Youngstrom (2000) ve diğerleri, çalışmasını kişiler arası problem çözmede eğitimin etkisini incelemek amacıyla yapmıştır. Çalışmayı, 108’i kız, 16’sı erkek olan 214 çocuk, öğretmen ve bakıcılarla yürütmüştür. Çocukların ilk değerlendirmede 5, ikinci değerlendirmede 7 yaşında oldukları belirtilmiştir. Çalışmada, Okul Öncesi Kişiler Arası Problem Çözme Testi (Shure, 1992) kullanmıştır.
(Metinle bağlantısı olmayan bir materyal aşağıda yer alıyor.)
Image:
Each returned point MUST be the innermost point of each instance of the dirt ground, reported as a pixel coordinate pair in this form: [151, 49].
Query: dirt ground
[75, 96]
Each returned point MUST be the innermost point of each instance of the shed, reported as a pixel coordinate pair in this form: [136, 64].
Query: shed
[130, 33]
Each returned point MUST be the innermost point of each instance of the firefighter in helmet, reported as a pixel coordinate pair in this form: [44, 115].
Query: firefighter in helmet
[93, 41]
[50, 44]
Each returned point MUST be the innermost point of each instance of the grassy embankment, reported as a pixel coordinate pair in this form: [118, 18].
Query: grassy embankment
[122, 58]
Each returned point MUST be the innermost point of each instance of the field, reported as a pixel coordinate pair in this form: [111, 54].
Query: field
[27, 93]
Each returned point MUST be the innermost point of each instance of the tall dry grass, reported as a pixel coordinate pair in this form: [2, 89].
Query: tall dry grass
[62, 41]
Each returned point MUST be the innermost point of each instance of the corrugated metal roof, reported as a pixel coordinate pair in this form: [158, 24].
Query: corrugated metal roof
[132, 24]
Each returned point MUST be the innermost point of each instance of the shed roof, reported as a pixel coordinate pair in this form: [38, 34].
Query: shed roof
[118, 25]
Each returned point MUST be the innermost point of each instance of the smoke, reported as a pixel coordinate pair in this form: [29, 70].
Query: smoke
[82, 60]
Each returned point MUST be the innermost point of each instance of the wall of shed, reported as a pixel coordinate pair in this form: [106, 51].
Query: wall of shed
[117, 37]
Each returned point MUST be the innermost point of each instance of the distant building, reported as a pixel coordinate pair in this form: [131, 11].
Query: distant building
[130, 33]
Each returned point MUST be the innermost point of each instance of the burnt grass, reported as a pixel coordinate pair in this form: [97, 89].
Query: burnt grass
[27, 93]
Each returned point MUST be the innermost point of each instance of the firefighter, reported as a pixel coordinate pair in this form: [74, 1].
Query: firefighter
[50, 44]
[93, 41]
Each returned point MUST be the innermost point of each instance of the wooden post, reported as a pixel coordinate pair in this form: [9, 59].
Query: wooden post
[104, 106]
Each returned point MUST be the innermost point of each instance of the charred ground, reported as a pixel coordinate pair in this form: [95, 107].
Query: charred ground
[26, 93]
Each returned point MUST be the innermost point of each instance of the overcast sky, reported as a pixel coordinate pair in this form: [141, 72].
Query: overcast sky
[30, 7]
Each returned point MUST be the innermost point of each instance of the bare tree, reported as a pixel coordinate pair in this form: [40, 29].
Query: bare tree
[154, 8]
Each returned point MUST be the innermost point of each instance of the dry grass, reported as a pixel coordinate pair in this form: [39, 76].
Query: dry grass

Bakıcılar Çocuk Davranışı Kontrol Listesi, öğretmenler de Öğretmen Bildirim Formu, Head Start öğretmenleri Okulöncesi Öğretmen Bildirim Formunu doldurmuştur. Araştırma sonunda, eğitim alan çocukların daha çok çözüm ürettiği, prososyal yanıtlarda artış olduğu saptanmıştır.
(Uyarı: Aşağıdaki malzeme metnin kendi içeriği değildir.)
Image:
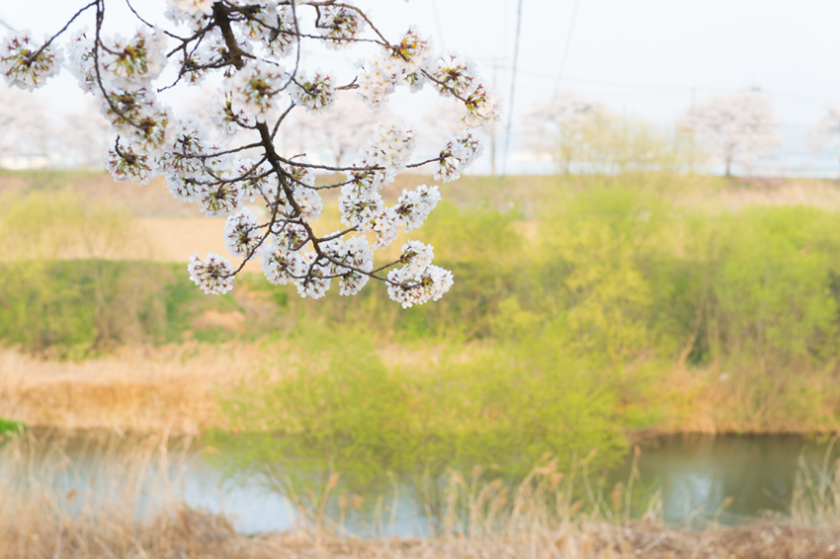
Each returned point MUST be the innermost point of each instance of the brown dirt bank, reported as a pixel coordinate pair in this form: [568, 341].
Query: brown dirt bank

Terzi (2000), çalışmasında öğrencilerinin, kişiler arası problem çözme algılarını sed, cinsiyet, kardeş sayısı ve ana- baba tutumuna göre incelemiştir. Örneklemi altıncı sınıf öğrencilerinden 101 kız, 93 erkek olmak üzere 194 öğrenci oluşturmuştur. Kişiler Arası Problem Çözme Ölçeği, Ana- baba Tutum Ölçeği, Sosyo- ekonomik Düzey Ölçeği kullanılmıştır. Sonuçta öğrencilerin problem çözme algılarının cinsiyet ve kardeşi olma durumuna göre değişmediği, ana- baba tutumları ve sosyo ekonomik düzeye göre farklılaştığı belirlenmiştir.
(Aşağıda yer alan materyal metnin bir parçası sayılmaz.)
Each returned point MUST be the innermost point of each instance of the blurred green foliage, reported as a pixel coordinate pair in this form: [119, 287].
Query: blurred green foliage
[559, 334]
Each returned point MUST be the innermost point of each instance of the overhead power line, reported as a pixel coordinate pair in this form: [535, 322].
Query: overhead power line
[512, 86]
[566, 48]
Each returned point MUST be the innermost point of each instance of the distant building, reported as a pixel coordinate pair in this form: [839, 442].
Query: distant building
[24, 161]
Dinçer ve Güneysu (2001), eğitimin kalıcı etkisini incelemek amacıyla yaptıkları araştırmada, çocukların bir yıl önceki çalışmada, son testten aldıkları puanları ile bir yıl sonra ön testten aldıkları puanları karşılaştırmışlardır. Yapılan çalışmada eğitim alan grubun bir yıl önceki çözüm puanlarının, bir yıl sonraki puanlarından yüksek olduğu görülmüştür. Yapılan bu çalışmanın sonunda eğitimin etkisinin azaldığı

gözlemlenmiştir. Ancak bu durum eğitimin gereksiz olduğu anlamına gelmediği ifade edilmiştir.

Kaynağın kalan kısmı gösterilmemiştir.